O conceito está mais relacionado à discriminação e ao objetivo de impedir a pretendida dominação de alguns contra qualquer grupo, ainda que seu ilegal exercício seja praticado por pessoas numericamente inferiores, bastando que estes queiram levar a cabo por produção própria ou por incitação/indução as condutas descritas na Lei nº 7.716/1989.

Nem mesmo o rol da lei de racismo é exaustivo, pois não se limita às expressões das várias figuras típicas de crimes resultantes de discriminação ou preconceito contra raça, cor, etnia, religião ou procedência nacional, haja vista o próprio Superior Tribunal de Justiça sinalizar que é possível, sim, enquadrar como racismo ataques contra mulheres e homossexuais e, em especial, ter o Supremo Tribunal Federal (STF) confirmado em julgamento que para o combate aos crimes de ódio, também a homofobia e a transfobia devem ser consideradas como espécies do gênero racismo, sem prejuízos de inclusão de quaisquer crimes por orientação sexual ou identidade de gênero (cf.

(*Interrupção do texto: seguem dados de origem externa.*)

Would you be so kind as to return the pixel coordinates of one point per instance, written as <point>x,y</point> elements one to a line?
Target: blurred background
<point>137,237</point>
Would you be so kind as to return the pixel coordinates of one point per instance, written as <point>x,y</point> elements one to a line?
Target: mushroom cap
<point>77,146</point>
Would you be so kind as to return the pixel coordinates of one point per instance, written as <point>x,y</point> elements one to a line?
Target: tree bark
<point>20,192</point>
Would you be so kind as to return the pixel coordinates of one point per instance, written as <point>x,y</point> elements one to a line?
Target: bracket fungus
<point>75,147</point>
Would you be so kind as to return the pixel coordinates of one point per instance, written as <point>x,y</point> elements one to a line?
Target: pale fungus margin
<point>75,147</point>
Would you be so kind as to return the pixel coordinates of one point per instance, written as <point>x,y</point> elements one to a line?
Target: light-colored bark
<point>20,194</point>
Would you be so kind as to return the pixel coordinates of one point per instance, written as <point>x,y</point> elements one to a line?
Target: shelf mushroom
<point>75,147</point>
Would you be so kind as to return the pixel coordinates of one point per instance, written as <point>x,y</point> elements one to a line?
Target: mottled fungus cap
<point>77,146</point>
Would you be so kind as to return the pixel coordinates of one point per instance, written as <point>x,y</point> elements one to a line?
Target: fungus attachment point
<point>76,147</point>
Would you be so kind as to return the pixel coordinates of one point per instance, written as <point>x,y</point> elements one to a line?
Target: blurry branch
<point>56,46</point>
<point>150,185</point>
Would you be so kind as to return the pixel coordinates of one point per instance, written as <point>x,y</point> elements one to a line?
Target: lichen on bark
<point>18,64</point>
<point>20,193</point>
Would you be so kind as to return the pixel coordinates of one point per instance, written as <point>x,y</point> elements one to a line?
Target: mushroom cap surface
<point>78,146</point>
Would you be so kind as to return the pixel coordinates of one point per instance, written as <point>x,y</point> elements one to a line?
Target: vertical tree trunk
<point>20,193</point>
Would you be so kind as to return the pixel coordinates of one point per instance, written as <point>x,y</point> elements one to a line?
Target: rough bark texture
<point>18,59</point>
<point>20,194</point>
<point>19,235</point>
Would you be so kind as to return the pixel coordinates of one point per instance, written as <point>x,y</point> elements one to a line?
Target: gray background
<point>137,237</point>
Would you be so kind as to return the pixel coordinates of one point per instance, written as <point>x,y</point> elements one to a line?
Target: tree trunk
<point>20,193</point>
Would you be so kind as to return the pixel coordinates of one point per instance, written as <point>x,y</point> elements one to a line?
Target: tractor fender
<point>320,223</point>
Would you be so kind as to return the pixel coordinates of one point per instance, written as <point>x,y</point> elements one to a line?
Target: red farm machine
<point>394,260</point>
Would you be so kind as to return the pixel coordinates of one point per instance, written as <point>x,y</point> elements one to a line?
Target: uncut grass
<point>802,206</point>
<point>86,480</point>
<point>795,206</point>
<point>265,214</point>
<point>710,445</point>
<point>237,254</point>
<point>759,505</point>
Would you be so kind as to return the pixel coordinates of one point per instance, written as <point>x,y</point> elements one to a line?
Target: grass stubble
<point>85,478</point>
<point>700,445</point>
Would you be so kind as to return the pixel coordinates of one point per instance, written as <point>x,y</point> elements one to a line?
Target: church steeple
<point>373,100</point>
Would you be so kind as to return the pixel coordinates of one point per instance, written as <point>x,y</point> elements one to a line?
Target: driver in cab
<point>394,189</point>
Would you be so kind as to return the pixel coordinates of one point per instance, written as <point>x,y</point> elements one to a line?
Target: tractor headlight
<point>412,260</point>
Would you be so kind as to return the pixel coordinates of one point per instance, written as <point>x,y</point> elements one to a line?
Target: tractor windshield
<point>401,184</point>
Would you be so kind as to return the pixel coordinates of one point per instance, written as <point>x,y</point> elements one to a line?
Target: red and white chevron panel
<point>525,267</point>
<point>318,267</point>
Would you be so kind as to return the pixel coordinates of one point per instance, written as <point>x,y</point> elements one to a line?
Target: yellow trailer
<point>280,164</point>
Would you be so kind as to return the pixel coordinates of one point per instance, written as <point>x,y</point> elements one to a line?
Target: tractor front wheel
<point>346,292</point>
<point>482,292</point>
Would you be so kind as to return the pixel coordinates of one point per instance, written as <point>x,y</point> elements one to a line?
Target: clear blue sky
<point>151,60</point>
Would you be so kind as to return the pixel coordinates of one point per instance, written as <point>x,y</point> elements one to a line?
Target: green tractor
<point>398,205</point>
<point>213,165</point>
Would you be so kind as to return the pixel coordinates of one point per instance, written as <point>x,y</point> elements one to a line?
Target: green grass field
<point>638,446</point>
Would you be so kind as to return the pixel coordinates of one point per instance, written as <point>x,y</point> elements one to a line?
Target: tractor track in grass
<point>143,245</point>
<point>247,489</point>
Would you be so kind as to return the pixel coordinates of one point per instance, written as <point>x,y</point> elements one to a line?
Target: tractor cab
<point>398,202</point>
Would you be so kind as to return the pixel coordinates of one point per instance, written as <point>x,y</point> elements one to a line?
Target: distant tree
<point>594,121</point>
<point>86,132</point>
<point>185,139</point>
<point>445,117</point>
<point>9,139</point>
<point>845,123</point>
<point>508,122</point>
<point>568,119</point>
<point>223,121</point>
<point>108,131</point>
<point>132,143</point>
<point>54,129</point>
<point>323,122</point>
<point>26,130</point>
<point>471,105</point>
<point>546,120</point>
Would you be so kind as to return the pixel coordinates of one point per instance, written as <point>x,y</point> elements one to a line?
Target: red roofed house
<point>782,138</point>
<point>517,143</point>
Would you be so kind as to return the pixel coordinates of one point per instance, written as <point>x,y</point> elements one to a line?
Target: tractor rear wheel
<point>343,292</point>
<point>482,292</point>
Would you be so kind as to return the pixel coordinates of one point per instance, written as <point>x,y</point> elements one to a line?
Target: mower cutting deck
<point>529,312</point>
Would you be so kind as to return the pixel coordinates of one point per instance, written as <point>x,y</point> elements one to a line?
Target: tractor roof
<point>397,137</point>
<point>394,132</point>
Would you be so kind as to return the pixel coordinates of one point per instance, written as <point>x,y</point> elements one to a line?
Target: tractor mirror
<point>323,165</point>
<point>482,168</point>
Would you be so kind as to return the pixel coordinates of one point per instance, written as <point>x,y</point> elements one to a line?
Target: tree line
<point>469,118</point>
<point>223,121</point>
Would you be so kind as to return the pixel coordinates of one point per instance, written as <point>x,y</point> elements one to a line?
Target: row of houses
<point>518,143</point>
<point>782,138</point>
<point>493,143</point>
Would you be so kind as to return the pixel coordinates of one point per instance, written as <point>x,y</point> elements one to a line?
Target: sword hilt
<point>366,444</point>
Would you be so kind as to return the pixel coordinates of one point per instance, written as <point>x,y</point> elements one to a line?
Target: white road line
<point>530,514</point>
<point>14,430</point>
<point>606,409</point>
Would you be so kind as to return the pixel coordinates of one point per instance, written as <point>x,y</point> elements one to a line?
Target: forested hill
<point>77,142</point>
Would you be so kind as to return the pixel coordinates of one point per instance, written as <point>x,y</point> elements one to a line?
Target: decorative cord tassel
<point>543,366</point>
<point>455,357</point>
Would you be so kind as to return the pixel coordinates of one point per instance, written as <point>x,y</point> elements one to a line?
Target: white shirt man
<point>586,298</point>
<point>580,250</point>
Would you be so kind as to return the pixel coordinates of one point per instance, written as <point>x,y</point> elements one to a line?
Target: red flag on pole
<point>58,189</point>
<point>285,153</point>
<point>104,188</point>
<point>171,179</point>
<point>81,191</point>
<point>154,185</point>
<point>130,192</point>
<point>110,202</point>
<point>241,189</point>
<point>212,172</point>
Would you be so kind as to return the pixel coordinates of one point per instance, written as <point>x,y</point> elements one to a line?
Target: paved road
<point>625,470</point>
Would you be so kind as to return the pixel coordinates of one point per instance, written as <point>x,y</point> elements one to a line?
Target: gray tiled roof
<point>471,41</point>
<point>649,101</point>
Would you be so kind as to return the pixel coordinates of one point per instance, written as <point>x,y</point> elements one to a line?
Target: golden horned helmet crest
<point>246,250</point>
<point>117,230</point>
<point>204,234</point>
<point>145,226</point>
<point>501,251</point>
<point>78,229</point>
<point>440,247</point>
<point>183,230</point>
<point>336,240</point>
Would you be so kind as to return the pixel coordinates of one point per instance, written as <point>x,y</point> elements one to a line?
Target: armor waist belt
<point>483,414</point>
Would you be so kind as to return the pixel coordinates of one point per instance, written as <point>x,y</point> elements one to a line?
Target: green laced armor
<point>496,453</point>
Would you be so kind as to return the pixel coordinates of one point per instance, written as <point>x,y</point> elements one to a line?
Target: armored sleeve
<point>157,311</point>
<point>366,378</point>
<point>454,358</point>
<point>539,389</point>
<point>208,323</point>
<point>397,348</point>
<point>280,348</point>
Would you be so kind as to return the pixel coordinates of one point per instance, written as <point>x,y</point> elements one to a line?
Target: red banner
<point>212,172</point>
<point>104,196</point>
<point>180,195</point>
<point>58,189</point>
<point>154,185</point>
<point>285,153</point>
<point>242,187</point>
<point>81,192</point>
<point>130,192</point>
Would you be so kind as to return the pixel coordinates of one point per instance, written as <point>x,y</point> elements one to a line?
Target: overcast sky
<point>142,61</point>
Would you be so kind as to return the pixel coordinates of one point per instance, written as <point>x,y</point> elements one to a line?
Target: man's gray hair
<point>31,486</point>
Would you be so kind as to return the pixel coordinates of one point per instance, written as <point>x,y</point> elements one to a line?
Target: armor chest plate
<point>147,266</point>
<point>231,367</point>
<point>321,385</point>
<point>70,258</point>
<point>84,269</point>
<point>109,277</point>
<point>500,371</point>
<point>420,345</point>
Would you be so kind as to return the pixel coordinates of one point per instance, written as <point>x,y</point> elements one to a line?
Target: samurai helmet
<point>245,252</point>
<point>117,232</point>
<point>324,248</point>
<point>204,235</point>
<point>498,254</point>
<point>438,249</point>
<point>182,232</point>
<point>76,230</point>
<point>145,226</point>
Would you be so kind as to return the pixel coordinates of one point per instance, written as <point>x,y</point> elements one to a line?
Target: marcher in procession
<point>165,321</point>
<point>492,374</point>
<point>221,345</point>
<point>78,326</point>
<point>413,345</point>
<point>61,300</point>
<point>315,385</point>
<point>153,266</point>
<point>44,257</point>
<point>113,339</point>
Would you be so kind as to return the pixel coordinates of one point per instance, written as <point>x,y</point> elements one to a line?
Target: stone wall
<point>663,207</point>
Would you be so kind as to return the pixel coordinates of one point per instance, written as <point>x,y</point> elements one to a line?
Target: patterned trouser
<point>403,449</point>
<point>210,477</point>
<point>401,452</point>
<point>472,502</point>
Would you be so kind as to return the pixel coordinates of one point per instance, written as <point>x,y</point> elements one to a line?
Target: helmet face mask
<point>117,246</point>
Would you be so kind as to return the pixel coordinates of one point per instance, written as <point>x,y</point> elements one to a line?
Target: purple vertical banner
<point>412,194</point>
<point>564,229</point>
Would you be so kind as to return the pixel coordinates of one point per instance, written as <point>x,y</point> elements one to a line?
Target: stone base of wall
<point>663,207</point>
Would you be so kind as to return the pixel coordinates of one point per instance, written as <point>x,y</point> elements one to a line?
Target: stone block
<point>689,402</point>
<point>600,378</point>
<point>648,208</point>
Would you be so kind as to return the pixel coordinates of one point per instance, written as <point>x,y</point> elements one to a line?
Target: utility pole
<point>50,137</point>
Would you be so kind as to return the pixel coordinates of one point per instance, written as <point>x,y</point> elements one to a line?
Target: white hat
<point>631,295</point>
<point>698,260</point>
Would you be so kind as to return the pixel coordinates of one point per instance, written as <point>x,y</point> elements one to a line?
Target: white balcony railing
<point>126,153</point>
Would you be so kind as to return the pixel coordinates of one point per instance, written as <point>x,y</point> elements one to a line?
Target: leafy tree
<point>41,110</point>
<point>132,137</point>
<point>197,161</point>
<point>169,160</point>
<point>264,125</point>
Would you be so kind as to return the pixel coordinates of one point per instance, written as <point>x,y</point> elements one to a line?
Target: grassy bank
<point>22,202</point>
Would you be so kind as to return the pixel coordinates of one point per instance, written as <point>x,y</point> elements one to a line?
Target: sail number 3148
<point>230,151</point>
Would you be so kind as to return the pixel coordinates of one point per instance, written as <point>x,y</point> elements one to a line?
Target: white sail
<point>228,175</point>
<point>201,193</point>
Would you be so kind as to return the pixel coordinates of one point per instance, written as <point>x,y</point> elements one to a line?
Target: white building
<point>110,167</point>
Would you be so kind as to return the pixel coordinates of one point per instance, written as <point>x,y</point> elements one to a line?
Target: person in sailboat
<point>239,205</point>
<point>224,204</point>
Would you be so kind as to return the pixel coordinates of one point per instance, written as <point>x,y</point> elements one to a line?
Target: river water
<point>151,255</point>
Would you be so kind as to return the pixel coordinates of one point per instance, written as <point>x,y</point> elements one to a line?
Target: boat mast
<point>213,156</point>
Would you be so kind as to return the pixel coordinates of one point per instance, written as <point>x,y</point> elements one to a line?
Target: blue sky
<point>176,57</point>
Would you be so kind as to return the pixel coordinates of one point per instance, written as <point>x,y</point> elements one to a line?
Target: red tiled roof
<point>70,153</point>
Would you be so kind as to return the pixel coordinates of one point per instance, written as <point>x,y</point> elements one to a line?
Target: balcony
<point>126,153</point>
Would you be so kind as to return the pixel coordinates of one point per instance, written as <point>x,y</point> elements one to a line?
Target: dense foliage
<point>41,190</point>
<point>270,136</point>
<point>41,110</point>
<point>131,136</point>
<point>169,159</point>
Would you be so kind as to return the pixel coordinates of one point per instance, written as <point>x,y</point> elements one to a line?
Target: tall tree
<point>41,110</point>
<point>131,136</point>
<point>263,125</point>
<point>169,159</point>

STJ: AgRg no AREsp 686965/DF; CC 102.454/RJ e RCH 35.121/PR) e (cf. STF: ADO 26 e MI 4733).

Alguns casos de repercussão nacional são interessantes para ilustrar a diferença entre os crimes, como o que ocorreu no Tribunal do Rio Grande de Sul (TJ/RS), quando foi aceita a denúncia do Ministério Público por injúria racial no episódio dos torcedores do time do Grêmio em insulto ao goleiro do Santos, de raça negra, com xingamentos de “macaco” durante o jogo em 2014, lembrando que esse processo teve sua suspensão por acordo nos autos.

Ainda, a ação judicial de condenação do jornalista Paulo Henrique Amorim contra o jornalista Heraldo Pereira, por chamá-lo de "negro de alma branca", que teve a desclassificação do crime de racismo para o de injúria racial em sede de recurso de apelação e, ao final, teve a condenação confirmada em 2017 pelo Supremo Tribunal Federal (STF) (cf. STF: AC/DF nº 4.216).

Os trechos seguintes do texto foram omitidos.